A few of you have already encountered problems with scoping, so I suppose we should introduce you to it. Each set of curly braces is a scope. Scopes are hierarchical. Variables that are declared with "my" inside a lower hierarchy scope cannot exist in a higher scope. To demonstrate this, let's play around with some code.
#!/usr/bin/perl
 
use strict;
use warnings;
 
my $foo = 5;
print "foo outside the scopes is $foo\n";
 
{
    print "foo at the beginning of the first scope is $foo\n";
 
    my $foo = 10;
    print "foo in the first scope is $foo\n";
 
    {
        print "foo at the beginning of the second scope is $foo\n";
        my $bar = 20;
        print "bar in the second scope is $bar\n";
    }
 
    print "foo at the end of the first scope is $foo\n";
 
    # will throw error! $bar doesn't exist here!
    print "bar at the end of the first scope is $bar\n";
}
print "foo outside the end of the scopes is $foo\n";
 
__END__
#  :-
#  foo outside the scopes is 5
#  foo at the beginning of the first scope is 5
#  foo in the first scope is 10
#  foo at the beginning of the second scope is 10
#  bar in the second scope is 20
#  foo at the end of the first scope is 10
#  foo outside the end of the scopes is 5
 

Printing to STDERR

A very useful feature in debugging is using multiple outputs to define different files. Until now we have been using standard output to output everything, but we can also take advantage of perl's ability to switch outputs and unix's ability to capture outputs.
#!/usr/bin/perl
 
use strict;
use warnings;
 
my $foo = 5;
print "foo outside the scopes is $foo\n";
 
{
    print "foo at the beginning of the first scope is $foo\n";
 
    my $foo = 10;
    print "foo in the first scope is $foo\n";
 
    {
        print STDERR "foo at the beginning of the second scope is $foo\n";
        my $bar = 20;
        print "bar in the second scope is $bar\n";
    }
 
    print "foo at the end of the first scope is $foo\n";
 
    # will throw error! $bar doesn't exist here!
    print STDERR "bar at the end of the first scope is $bar\n";
}
print "foo outside the end of the scopes is $foo\n";
 
__END__
#  :-
#  foo outside the scopes is 5
#  foo at the beginning of the first scope is 5
#  foo in the first scope is 10
#  foo at the beginning of the second scope is 10
#  bar in the second scope is 20
#  foo at the end of the first scope is 10
#  foo outside the end of the scopes is 5
# use 2> logfile.log

Warn

You can also switch the output using warn.

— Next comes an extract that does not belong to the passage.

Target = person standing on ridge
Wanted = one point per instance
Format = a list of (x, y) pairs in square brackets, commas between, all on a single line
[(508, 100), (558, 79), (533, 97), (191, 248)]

This can be less confusing, provided you know you want to have that print statement always go to STDERR. Warn, then, is like "print STDERR".
#!/usr/bin/perl
 
use strict;
use warnings;
 
my $foo = 5;
print "foo outside the scopes is $foo\n";
 
{
    print "foo at the beginning of the first scope is $foo\n";
 
    my $foo = 10;
    print "foo in the first scope is $foo\n";
 
    {
        warn "foo at the beginning of the second scope is $foo\n";
        my $bar = 20;
        print "bar in the second scope is $bar\n";
    }
 
    print "foo at the end of the first scope is $foo\n";
 
    # will throw error! $bar doesn't exist here!
    warn "bar at the end of the first scope is $bar\n";
}
print "foo outside the end of the scopes is $foo\n";
 
__END__
#  :-
#  foo outside the scopes is 5
#  foo at the beginning of the first scope is 5
#  foo in the first scope is 10
#  foo at the beginning of the second scope is 10
#  bar in the second scope is 20
#  foo at the end of the first scope is 10
#  foo outside the end of the scopes is 5
# use 2> logfile.log
Using warn, or print STERR, or even just print statements is very powerful. As you code, you should add print statements to check what your variables main in all scopes. I print every 2-4 lines of code I write. I print every 2-4 lines of code I write. Lenny prints every 2-4 lines of code he writes. Dan prints every 2-4 lines of code he writes. I print every 2-4 lines of code I write.

Exit


This is another concept that we've talked about, but haven't formally explained. It does what you think it does.
james-fraser:~ jamesfraser$ perl test.pl
#!/usr/bin/perl
 
use strict;
use warnings;
 
my $name = "Jaime";
 
if ($name eq "Jaime"){
    print "you got my name\n";
    exit;
}
 
print "Lenny is the best, I love him so much. Dan ain't half bad either.\n";
 
__END__


Die

Is like warn and exit.
#!/usr/bin/perl
 
use strict;
use warnings;
 
my $name = "Jaime";
 
if ($name eq "Jaime"){
    die "you got my name\n";
}
 
print "Lenny is the best, I love him so much. Dan ain't half bad either.\n";
 
__END__

Debugging


The gedit setup gives you a few tools that come in handy when programming. Perl Tidy is a little plugin that automatically formats your code in accordance with a reliable and readable standard. Perl Check is another that works like the use warnings tags, but without having to run the program.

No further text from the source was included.